Fabala gave him a reproving look. "Just like a man, to make everything about himself,' she grumbled.
He cleared his throat. "I'm not making it about me," to this she interrupted with another 'Pah!' He decided to ignore it and kept talking. "Its about both of 're in this together."
She gave him another sour look. "Together, a? I don't see a rope around your neck."
"Its invisible but its there. Sarima holds the other end with an iron grip," he said quickly. Fabala snorted again and shuffled her hooves in the grasslands ran out and now there was just sand and stone and a persistant wind from the west. The wind was bitter hot and dry and pestered them with sand. The two of them took refuge under a stunted kender tree. Fiyero strung a tarp of skark skin from one low branch. It provided little shade but protected them from the sand blasts.
"A caravan would have been more prudent," Fabala said, grumbling some more.
"There are soldiers amassing in Red Windmill. A regiment of the Wizard's Army. It is my duty to my people to find out why. A caravan would take too long. "

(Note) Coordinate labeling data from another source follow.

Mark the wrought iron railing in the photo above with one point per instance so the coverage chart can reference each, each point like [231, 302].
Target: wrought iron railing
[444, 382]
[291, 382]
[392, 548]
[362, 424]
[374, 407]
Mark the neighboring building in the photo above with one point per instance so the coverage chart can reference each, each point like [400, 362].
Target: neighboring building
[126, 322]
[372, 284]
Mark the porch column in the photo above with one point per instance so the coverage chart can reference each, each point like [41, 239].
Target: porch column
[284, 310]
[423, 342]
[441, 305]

"He fears you," the she-Goat said darkly. It went without saying who he was. She turned her emerald green eyes on him. "They call you the Hungry Tiger."

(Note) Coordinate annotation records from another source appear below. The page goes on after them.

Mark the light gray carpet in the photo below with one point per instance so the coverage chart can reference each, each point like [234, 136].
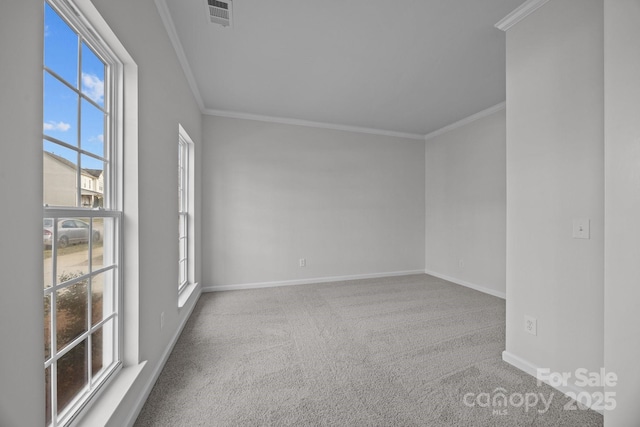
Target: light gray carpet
[400, 351]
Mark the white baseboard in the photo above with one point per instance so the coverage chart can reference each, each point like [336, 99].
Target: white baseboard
[532, 370]
[140, 401]
[274, 284]
[483, 289]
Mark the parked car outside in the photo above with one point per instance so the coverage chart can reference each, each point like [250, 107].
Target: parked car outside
[70, 231]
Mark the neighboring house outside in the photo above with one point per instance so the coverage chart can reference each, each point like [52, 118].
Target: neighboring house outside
[60, 183]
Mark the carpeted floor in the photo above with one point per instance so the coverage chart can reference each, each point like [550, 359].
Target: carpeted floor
[402, 351]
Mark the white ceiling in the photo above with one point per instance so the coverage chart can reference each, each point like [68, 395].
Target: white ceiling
[409, 66]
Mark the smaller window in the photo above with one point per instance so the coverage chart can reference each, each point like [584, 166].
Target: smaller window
[185, 211]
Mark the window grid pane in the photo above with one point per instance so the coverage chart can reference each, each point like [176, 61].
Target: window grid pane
[183, 208]
[81, 244]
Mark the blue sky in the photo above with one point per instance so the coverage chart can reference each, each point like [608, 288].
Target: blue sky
[61, 103]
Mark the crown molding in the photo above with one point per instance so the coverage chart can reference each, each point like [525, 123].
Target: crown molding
[519, 14]
[480, 115]
[307, 123]
[165, 15]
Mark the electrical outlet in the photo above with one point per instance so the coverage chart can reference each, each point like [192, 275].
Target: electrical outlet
[581, 228]
[530, 325]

He grinned at that. "Oh, I've heard that one before. But silly nonsense. Rumors and propaganda. People are so empty-headed they'll believe anything. There is not one dignitary worth noting that doesn't embellish on his grandeur or his strengths or his prowess. Take the Wizard, for example." And he spread his hands as if that explained the matter.
"Be that as it may, there is a power in the west. The Wizard knows. He fears an uprising."
He gave her a suspicious look. "How is it that you know so much?"
She ignored the question and dropped a bombshell. "They say you are in cahoots with the Witch of the West."
He was stunned by the revelation. But then laughed at the concept. "Now that's propaganda. There is no Witch of the West, save for the Kumbrica Witch, in days of old. And that, of course, was way before my time."
"Are you so certain?" She gave him a look he couldn't decipher.
"I certainly have never seen her," he asserted.
She backtracked a bit. "Still it gives him pause. You give him pause," she elaborated.
Two days later, they crossed the Restwater and came within sight of Emerald City. At this point. Fabala became ornery. "I'll not be tied and pinned like some goat!" She planted her hooves and would not budge. "I won't have it!"
So Fiyero resigned himself to stay with her outside the city walls. A stately, Quoxwood tree spread out on their end. The two travellers sought shelter beneath it and it provided ample relief from the merciless sun.
There was little chatter among them that evening. Both were exhausted from the desert wandering. She did however sidle up next to him and place her head in his lap to sleep. She suffered him to throw an arm across her back and let him scratch her spine. Fiyero wondered about this. Most sentient Animals were usually too proud to allow themselves to be treated as a common pets. He closed his eyes and listened to the wind.
Fiyero slept like a dead thing, though the sun was still high and unrelenting. Fabala, on the other hand, was ill at ease. She fretted and stewed. She managed to sleep, but kept alert all the while, in case things went to hell. She couldn't say, just then, what had her all riled up but she knew that for whatever his shortcomings she was fond of at least this one human. The rest of them could burn as far as she was concerned.